The 4 categorical inputs are encoded as arrays of integers according to the vocabularies. These are then combined into a dictionary with the 2 arrays of numerical inputs (mileage and registration year). This dictionary will be passed to the model as training data (if we name the input layers in the model with the same names as the dictionary keys, the Keras’ fit() function knows to match them up correctly).

In the model, we have the following layers:

4 1-dimensional Input layers for make, model, variant, fuel type.
4 Embedding layers of appropriate dimensions which map the vocabularies to small random vectors.
1 2-dimensional Input layer for the numerical inputs.
1 Normalization layer, adapted to the numerical inputs, to unify the mean and variance.
1 Concatenate layer to merge the 5 feature layers
2 Dense layers, with ReLu activation functions, for the actual neural network magic.
2 Dropout layers, one after each Dense layer, to help reduce overfitting.
1 Dense output layer, with linear activation.

We train the model using Mean Square Error, which is the standard approach for log space targets.
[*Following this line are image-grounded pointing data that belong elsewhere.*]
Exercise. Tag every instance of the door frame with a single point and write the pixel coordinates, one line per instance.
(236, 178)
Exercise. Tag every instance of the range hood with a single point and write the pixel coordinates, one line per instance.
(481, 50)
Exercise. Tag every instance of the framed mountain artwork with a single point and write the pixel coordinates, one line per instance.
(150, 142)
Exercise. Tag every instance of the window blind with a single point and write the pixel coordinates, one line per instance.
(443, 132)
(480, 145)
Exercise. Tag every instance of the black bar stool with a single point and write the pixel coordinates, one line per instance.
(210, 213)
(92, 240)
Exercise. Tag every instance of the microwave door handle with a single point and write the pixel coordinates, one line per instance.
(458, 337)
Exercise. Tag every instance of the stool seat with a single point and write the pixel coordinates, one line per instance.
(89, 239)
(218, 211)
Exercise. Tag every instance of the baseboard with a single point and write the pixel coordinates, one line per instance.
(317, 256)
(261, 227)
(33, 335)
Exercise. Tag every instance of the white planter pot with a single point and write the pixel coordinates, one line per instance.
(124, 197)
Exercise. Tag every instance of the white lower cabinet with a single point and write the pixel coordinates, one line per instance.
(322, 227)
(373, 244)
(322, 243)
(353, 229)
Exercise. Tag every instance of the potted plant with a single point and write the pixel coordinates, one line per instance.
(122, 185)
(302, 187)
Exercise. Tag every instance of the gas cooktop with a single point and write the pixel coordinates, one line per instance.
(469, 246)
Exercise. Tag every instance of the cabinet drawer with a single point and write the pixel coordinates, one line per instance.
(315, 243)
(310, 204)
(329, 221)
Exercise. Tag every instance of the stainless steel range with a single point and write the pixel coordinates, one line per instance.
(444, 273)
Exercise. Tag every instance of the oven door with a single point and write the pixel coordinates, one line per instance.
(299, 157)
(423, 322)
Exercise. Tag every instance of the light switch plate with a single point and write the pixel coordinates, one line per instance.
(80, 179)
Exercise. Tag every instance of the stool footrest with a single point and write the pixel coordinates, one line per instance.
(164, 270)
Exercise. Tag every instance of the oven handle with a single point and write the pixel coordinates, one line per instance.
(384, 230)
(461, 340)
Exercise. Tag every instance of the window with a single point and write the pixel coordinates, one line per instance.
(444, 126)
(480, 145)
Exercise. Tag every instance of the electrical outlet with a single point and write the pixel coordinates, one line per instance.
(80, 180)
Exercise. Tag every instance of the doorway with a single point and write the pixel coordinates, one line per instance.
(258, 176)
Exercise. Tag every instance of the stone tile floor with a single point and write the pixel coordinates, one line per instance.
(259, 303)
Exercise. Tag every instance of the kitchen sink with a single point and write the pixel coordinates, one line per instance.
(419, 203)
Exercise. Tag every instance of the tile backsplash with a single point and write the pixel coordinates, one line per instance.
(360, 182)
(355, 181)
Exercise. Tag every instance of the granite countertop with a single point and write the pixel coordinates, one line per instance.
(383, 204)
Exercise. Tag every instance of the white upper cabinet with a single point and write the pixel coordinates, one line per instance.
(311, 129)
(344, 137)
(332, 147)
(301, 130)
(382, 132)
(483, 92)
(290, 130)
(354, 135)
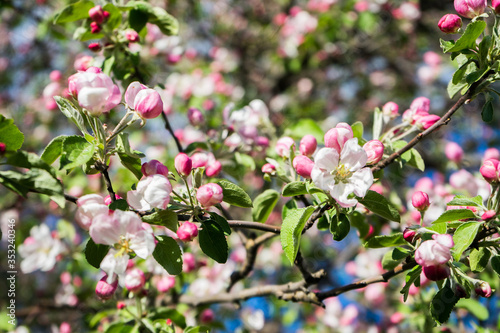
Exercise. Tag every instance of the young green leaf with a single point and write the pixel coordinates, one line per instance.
(213, 242)
(234, 195)
(264, 204)
(168, 254)
(380, 206)
(291, 230)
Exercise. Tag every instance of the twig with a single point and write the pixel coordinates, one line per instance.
(171, 131)
(441, 122)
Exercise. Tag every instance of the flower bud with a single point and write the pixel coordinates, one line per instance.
(470, 8)
(148, 103)
(95, 28)
(97, 14)
(308, 145)
(420, 200)
(132, 35)
(450, 23)
(303, 165)
(209, 194)
(489, 170)
(390, 109)
(336, 137)
(183, 164)
(374, 150)
(283, 146)
(213, 169)
(454, 152)
(187, 231)
(436, 272)
(409, 235)
(483, 289)
(105, 290)
(135, 280)
(195, 117)
(268, 168)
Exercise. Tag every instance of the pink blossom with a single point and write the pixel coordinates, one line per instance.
(343, 174)
(94, 90)
(209, 195)
(152, 192)
(187, 231)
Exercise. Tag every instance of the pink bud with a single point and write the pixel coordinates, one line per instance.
(308, 145)
(489, 170)
(336, 137)
(453, 152)
(483, 289)
(283, 146)
(104, 290)
(195, 117)
(268, 168)
(436, 272)
(470, 8)
(450, 23)
(94, 47)
(488, 215)
(303, 165)
(148, 103)
(390, 109)
(154, 167)
(95, 28)
(209, 194)
(187, 231)
(213, 169)
(374, 150)
(420, 200)
(96, 14)
(409, 235)
(183, 164)
(132, 35)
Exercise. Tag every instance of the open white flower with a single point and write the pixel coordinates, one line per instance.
(343, 174)
(124, 231)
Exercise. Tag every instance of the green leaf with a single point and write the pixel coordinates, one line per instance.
(71, 112)
(264, 204)
(412, 277)
(10, 134)
(454, 215)
(463, 200)
(487, 111)
(222, 222)
(95, 253)
(303, 127)
(291, 230)
(474, 307)
(166, 218)
(53, 150)
(341, 229)
(74, 12)
(385, 241)
(468, 38)
(234, 195)
(213, 242)
(442, 304)
(76, 151)
(295, 188)
(377, 204)
(464, 236)
(168, 254)
(478, 259)
(495, 264)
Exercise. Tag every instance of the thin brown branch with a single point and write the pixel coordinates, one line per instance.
(171, 131)
(441, 122)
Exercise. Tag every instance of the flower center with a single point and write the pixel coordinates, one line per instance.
(341, 174)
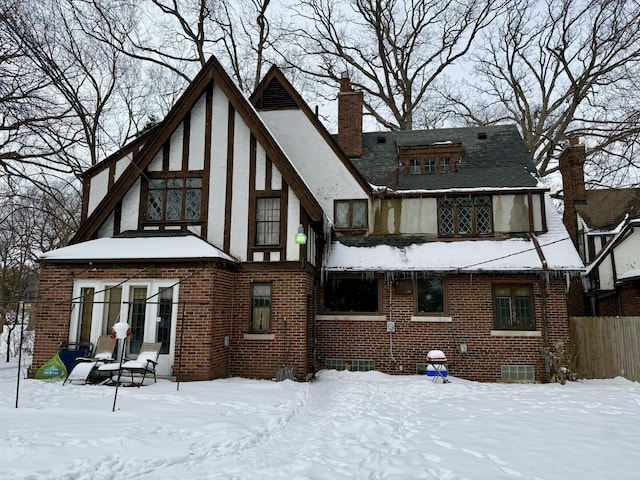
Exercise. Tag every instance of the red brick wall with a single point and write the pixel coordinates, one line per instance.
(217, 304)
(290, 291)
(214, 303)
(203, 291)
(630, 300)
(350, 122)
(471, 308)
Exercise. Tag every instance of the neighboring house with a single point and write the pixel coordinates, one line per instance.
(604, 225)
(195, 235)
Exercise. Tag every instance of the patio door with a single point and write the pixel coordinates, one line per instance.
(152, 319)
(148, 306)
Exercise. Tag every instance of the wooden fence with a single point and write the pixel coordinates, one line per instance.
(606, 347)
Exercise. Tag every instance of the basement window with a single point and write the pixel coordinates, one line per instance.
(517, 373)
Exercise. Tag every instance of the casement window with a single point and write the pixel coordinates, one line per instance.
(430, 165)
(261, 308)
(430, 296)
(350, 295)
(350, 214)
(174, 199)
(146, 305)
(467, 215)
(267, 221)
(513, 307)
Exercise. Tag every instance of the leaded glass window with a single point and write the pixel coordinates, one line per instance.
(465, 215)
(268, 221)
(261, 307)
(174, 199)
(137, 317)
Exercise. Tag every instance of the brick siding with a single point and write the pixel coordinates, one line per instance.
(471, 308)
(216, 303)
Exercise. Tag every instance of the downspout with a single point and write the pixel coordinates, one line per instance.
(391, 330)
(543, 291)
(544, 282)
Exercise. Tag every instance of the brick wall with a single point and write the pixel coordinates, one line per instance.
(262, 357)
(217, 303)
(630, 300)
(213, 306)
(571, 164)
(625, 302)
(203, 291)
(471, 308)
(350, 119)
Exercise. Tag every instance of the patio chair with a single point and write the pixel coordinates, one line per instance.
(85, 367)
(144, 364)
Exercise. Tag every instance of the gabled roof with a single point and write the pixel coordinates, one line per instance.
(606, 208)
(212, 71)
(275, 92)
(619, 237)
(492, 157)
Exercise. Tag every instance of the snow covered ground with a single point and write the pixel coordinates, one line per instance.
(342, 425)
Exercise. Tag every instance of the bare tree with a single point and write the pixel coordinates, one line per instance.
(176, 38)
(31, 222)
(394, 51)
(562, 69)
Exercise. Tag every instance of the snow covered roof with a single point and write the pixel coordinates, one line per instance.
(492, 157)
(511, 255)
(619, 231)
(175, 247)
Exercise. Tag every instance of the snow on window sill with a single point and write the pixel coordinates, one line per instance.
(516, 333)
(259, 336)
(368, 318)
(427, 318)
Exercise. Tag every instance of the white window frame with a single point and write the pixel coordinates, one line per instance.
(153, 286)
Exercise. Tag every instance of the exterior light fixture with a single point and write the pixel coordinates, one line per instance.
(301, 237)
(121, 331)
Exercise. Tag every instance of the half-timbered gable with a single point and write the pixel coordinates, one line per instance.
(244, 237)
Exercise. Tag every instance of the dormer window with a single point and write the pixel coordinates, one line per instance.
(438, 158)
(350, 214)
(465, 216)
(430, 165)
(414, 167)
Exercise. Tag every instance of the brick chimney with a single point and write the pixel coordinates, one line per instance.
(349, 118)
(571, 162)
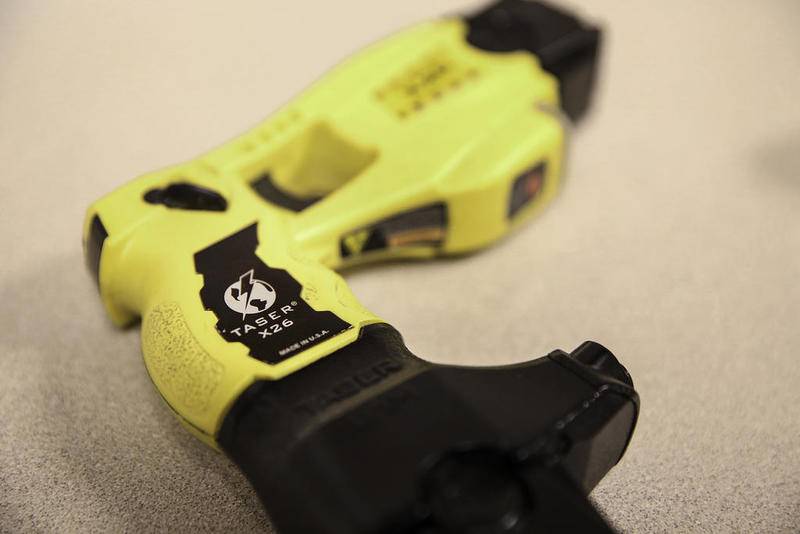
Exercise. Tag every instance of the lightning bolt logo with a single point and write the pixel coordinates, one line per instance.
(245, 290)
(249, 295)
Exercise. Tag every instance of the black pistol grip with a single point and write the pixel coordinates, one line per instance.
(373, 439)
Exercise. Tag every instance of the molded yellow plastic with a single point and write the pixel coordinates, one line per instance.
(418, 118)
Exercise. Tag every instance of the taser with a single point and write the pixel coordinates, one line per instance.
(436, 141)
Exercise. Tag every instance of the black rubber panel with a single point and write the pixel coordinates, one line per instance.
(93, 247)
(267, 189)
(372, 439)
(186, 196)
(565, 46)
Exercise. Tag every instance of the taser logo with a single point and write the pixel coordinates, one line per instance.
(249, 295)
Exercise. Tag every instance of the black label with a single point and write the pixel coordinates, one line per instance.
(258, 305)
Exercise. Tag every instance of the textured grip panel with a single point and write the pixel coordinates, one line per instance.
(176, 361)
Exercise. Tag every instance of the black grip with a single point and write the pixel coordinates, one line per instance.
(372, 439)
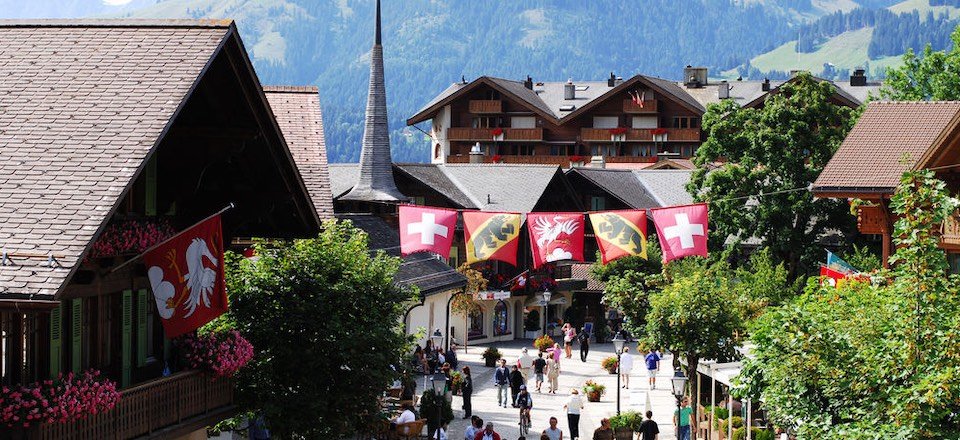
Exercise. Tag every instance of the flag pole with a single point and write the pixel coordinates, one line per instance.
(139, 256)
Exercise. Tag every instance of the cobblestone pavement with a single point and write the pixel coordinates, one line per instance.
(573, 374)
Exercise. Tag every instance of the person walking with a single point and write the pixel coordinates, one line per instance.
(573, 407)
(626, 365)
(516, 381)
(584, 339)
(681, 419)
(649, 429)
(501, 379)
(553, 374)
(467, 391)
(553, 433)
(487, 433)
(569, 334)
(525, 362)
(653, 366)
(538, 369)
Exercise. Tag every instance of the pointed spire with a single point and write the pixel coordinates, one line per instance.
(375, 182)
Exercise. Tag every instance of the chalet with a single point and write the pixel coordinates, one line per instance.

You can see the code on github.

Results

Testing the trained model on the reserved set of test data, we get the following graphs.

Evaluating the model

For the most part, I think we’ve got a pretty good predictor here. The distribution of errors is very tall and thin, meaning the vast majority of errors are small. We just have a small number of really very outlying outliers.

Conclusion

The embedding layer provides a slick way of encoding many-valued categorical data into a neural network in a way that is computationally efficient, and enables the network to learn the relative position of different values within a ‘semantic space’, lending more precision to future predictions.

As I mentioned in my previous post, I am expecting a regional factor in car prices. This is definitely something I will explore in future, and try to factor this in to the model training.

For now, though, I think my next step will be to put together a web interface and link it up to this price predictor that I’ve trained, trying to imagine what a real-world user might want.